Sutter settles into life in Southern California

Friday, 05.11.2012 / 5:57 PM
Dan Rosen  - NHL.com Senior Writer

EL SEGUNDO, Calif. -- Kings coach Darryl Sutter couldn't quite figure out what that noise was. At first he thought it was a train, but that's only because on his Alberta farm he can hear trains coming for miles.

It sort of sounded like that, but it couldn't be, not here, not in the tighter confines of his new living space in Manhattan Beach, Calif.

"For a while I thought it was something mechanical in the house," Sutter told NHL.com.

The mysterious noise kept him up for his first few nights until finally the light went off in his head and he figured out what it was.

"It was the ocean," Sutter said laughing. "It was the waves, the whoosh."

To Sutter, who has guided the Kings to the Western Conference Finals for the first time since 1993, that's really the only difference in where he is now compared to where he came from.

The hockey is the hockey.
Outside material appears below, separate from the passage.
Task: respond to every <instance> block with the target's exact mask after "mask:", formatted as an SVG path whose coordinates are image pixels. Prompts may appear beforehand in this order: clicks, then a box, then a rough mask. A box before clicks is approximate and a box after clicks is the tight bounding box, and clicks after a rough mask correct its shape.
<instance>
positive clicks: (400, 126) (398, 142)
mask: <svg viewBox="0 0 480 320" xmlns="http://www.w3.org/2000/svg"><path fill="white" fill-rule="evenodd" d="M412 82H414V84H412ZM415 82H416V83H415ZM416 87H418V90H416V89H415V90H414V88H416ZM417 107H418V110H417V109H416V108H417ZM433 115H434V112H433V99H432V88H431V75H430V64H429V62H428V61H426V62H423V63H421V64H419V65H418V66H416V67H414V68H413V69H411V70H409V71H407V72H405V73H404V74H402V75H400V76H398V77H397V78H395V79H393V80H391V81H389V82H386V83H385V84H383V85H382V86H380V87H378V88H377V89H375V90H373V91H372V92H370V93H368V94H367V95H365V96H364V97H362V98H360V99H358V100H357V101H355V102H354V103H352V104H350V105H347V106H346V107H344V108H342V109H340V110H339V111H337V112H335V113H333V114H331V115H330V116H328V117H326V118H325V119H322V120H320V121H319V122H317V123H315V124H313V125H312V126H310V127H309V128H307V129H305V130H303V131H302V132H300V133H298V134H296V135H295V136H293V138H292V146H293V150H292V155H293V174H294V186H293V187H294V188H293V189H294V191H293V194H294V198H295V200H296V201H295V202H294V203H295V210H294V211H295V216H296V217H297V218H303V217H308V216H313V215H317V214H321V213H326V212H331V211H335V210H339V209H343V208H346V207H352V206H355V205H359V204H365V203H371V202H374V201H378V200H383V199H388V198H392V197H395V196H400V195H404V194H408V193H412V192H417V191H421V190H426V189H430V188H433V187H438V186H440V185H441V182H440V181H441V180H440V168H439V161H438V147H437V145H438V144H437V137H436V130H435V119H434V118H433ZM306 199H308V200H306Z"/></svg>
He immersed himself in that part of his daily life from Day 1, from the moment on Dec. 20, 2011, that he agreed to accept the offer from Kings general manager Dean Lombardi to become the new coach of the struggling team in Los Angeles.

Sutter said he did only because it was Lombardi who called. They worked together for six seasons in San Jose and developed a bond.

"I talked to my family last summer, my wife and my kids, about if we ever did go back that we would be very selective," said Sutter, who resigned as the Flames general manager 357 days prior to taking the coaching job with the Kings. "We weren't going back just to go back. That was really important. And, so obviously this was one of those places because of Dean."

His family stayed back on the farm as his son awaits his high school graduation. He really has nothing else to do but focus on hockey.

"I came in the middle of the year and it's crazy," Sutter said. "If there is one thing about going somewhere to work when you're family is not with you, you spend all your time at work."

The rest of it is normal, small-town living, even if it is amid palm trees, right near the ocean, and considered to be in one of the biggest metropolis' in the world.

Sutter said that is a major misconception.

He lives in Manhattan Beach. He can walk or ride his bicycle to the Kings' practice facility. When he walks out of his house and goes onto Highland Avenue or Manhattan Beach Boulevard, he sometimes sees the same people he saw yesterday.

Los Angeles may seem like a big place, but not when you really break it down, Sutter said.

"Out here in Manhattan Beach, it's like a small town," Sutter said. "You know most of the people. You've got a main street. Apart from the ocean, it's really no different. We go to into Los Angeles to play, that's it."